In dit project staat de volgende praktijkvraag centraal: ‘Op welke wijze kunnen leerkrachten in het basisonderwijs hun leerlingen verbeeldingskracht bijbrengen?’ Met dit project willen we nieuwe kennis vergaren over het ontwikkelen van ‘creatief denken’, in het bijzonder het verbeelden van oplossingen voor problemen op het snijvlak tussen cultuur- en techniekeducatie, in het basisonderwijs.

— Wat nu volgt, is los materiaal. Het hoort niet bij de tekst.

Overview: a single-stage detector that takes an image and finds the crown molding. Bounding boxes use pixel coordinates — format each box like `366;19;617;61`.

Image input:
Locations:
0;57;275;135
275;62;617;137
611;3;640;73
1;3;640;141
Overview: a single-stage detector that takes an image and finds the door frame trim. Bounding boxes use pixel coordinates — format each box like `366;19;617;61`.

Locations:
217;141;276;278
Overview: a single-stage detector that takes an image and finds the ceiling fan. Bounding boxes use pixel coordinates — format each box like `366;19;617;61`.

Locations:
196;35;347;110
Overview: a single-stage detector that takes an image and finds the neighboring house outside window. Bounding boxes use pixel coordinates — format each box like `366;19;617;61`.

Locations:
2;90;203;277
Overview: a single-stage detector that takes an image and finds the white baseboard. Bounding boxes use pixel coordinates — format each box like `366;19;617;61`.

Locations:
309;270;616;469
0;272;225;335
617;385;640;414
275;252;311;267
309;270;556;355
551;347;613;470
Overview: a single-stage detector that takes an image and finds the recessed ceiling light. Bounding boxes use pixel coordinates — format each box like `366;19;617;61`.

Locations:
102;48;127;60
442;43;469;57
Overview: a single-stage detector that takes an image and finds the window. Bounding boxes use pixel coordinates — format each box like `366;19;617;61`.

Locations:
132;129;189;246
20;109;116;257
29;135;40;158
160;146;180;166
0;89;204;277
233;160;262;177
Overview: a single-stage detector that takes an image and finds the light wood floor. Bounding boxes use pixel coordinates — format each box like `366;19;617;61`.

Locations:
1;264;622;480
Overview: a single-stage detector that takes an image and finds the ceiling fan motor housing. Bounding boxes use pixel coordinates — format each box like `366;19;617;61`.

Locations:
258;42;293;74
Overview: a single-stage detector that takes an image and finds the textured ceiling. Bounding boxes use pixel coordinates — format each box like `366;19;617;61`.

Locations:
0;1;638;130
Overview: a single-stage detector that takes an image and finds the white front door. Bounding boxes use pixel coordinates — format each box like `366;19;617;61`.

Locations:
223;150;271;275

Zowel in cultuur als in techniek wordt gezocht naar nieuwe vormen en uitingen, naar oplossingen voor uitdagingen die de cultuur en de techniek ons stellen. Deze oplossingen moeten eerst verbeeld worden, voordat ze kunnen worden besproken, uitgewerkt en gerealiseerd. Verbeeldingskracht is daarom een belangrijke ‘21st Century Skill’ die expliciet aandacht verdient in het basisonderwijs. Het project wordt uitgevoerd door Hogeschool Windesheim Flevoland in en met de basisscholen De Driesprong in Lelystad en De Ontdekking in Almere, in samenwerking met de Flevolandse organisatie voor Cultuureducatie FleCK. Om de ontwikkeling van verbeeldingskracht in de onderwijspraktijk te kunnen initiëren en volgen, wordt op de twee basisscholen een professionele leergemeenschap ingericht. Daarin ontwikkelen leraren, geholpen door deskundigen met educatieve, technische en culturele kennis van Hogeschool Windesheim Flevoland en FleCK, zelf lessen waarin kinderen oplossingen voor problemen met zowel een technische als een culturele component moeten verbeelden, realiseren en evalueren. Hiermee worden Kerndoelen uit de domeinen Wereldoriëntatie (met name Natuur en Techniek), Kunstzinnige Oriëntatie (met name Beeldende Vorming) gecombineerd met de ontwikkeling van vaardigheden voor de 21ste eeuw. Dit onderwijs wordt op de basisscholen in de praktijk gebracht, onderzocht en geëvalueerd met de betrokken leraren.